Cybéle était au bord de l'étang. Les rives de l'étang étaient un endroit qu'elle aimait beaucoup. Aux yeux de Cybèle, c'était une de ses créations les plus inspirées. Cette herbe sauvage et inégale, sans fleurs, ces arbres torturés et violents, cette eau impénétrable et imperturbable, ces statues éparses, mais surtout cette petite bicoque au bout du ponton, ravissante et désuète, et cette chapelle qu'elle apercevait de l'autre côté, aux lignes épurées et si élégantes… L'étang, les berges de l'étang, cette berge de l'étang, ce carré d'herbe de cette berge de l'étang était admirablement ouvragé. Peut-être même que ce carré était l'endroit favori de Cybèle. Cybèle en était très fière. Cybèle était fière des talents dont cet endroit était la preuve. Et Cybèle se trouvait au bord de l'étang. A cet endroit précis, eau et terre, herbe et ciel, carrefour des éléments, point culminant, complet, nombril du monde. Cybèle était au bord de l'étang.

Et Cybèle était pensive.

Non pas que la requête de la créature l'ait prise de court, qu'on se détrompe ! Les miracles, c'était son rayon. Bien qu'elle évitât autant que possible d'interférer dans la laborieuse existence de ses sujets, de troubler leur pénible acquisition du libre arbitre, Cybèle, dans son infinie miséricorde, était toujours prête à gagner la rédemption de ses créatures, toujours prête à faire étalage de ses infinis pouvoirs, toujours prête à accorder son pardon car, avec le temps, tout s'oublie et se pardonne, et Cybèle, éternelle, pardonnerait tôt ou tard, avec le temps, dont elle disposait à loisir. Pourquoi gâcher ? Pourquoi attendre, quand on a l'éternité devant soi ? Cybèle s'exécuterait, cela ne ferait aucun doute. Mais Cybèle était pensive.

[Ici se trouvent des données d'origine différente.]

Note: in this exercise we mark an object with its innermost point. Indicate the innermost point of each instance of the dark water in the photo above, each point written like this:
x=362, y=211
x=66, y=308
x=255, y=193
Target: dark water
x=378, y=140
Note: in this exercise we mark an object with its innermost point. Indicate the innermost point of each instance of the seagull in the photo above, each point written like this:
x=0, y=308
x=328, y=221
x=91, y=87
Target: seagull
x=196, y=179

Elle se demandait quel miracle conviendrait le mieux à la petite chose, quel événement serait le plus susceptible de la convertir.

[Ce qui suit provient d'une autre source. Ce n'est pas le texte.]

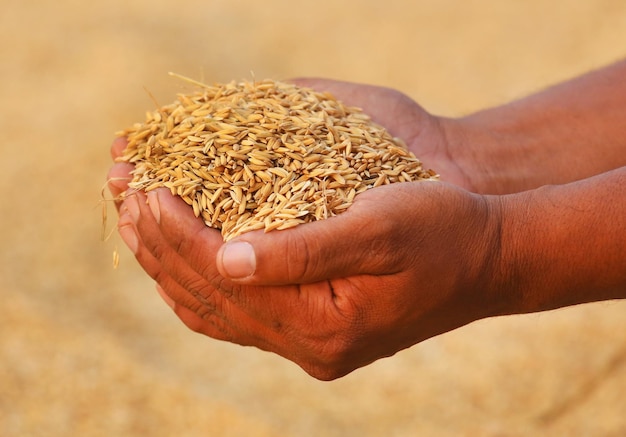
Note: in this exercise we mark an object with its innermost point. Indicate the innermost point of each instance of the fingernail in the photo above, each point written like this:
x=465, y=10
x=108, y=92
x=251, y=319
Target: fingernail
x=168, y=300
x=238, y=259
x=153, y=203
x=132, y=206
x=127, y=232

Comment tout ceci pouvait donc ne pas être suffisant ? La perfection de tout ce qui était n'était-elle pas une preuve en soi du divin ? Ou peut-être était-ce la forme que Cybèle avait empruntée pour s'adresser à elle qui faisait douter la créature ? Mais comment s'adresser à elle autrement qu'en se rabaissant à son niveau d'existence ? Autant de subtilités que l'humanité mettrait encore des siècles à appréhender. La liberté avait son prix. Oui, Cybèle regrettait parfois d'avoir inventé ses sujets libres. Mais Cybèle n'était pas une despote, elle éprouvait simplement de la peine devant les tourments que ses créatures enduraient au nom de cette liberté pourtant si fondamentale.

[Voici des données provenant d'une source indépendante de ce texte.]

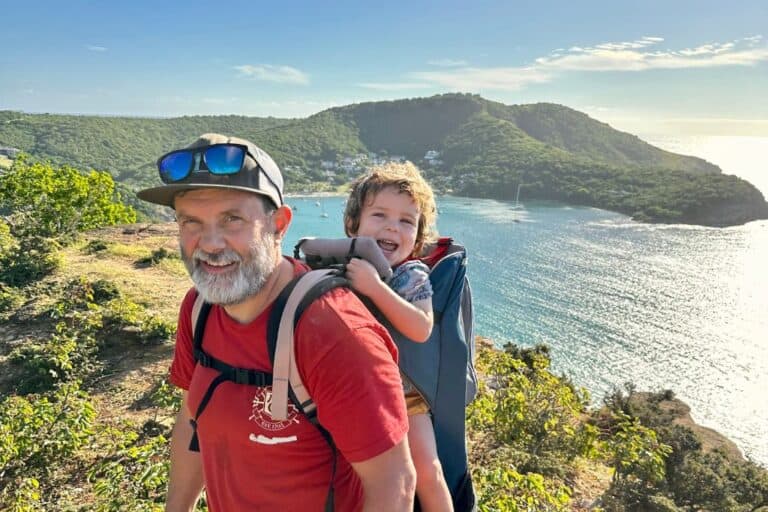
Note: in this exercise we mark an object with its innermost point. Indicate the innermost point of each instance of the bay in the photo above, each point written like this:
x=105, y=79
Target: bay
x=664, y=306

Comment rendre les choses accessibles à cette conscience amputée de sa foi ? Comment dépeindre l'aurore à un aveugle ? Avec un calme irréel, Cybèle lui répondit :

Ta vie, ta conscience, ta liberté, ton intelligence, sont autant de miracles de ma part. Cela ne suffit-il donc pas à t'ouvrir les yeux ? Les choses ne sont pas aussi simples, les équilibres sont subtils et délicats. Créer signifie détruire, détruire les autres possibles. Comprends-tu ? La perfection de ce monde est dûe à la mort des autres mondes possibles, à leur abandon, à leur oubli. Créer n'est pas gratuit. Mais tu veux ton miracle, et tu seras exaucée.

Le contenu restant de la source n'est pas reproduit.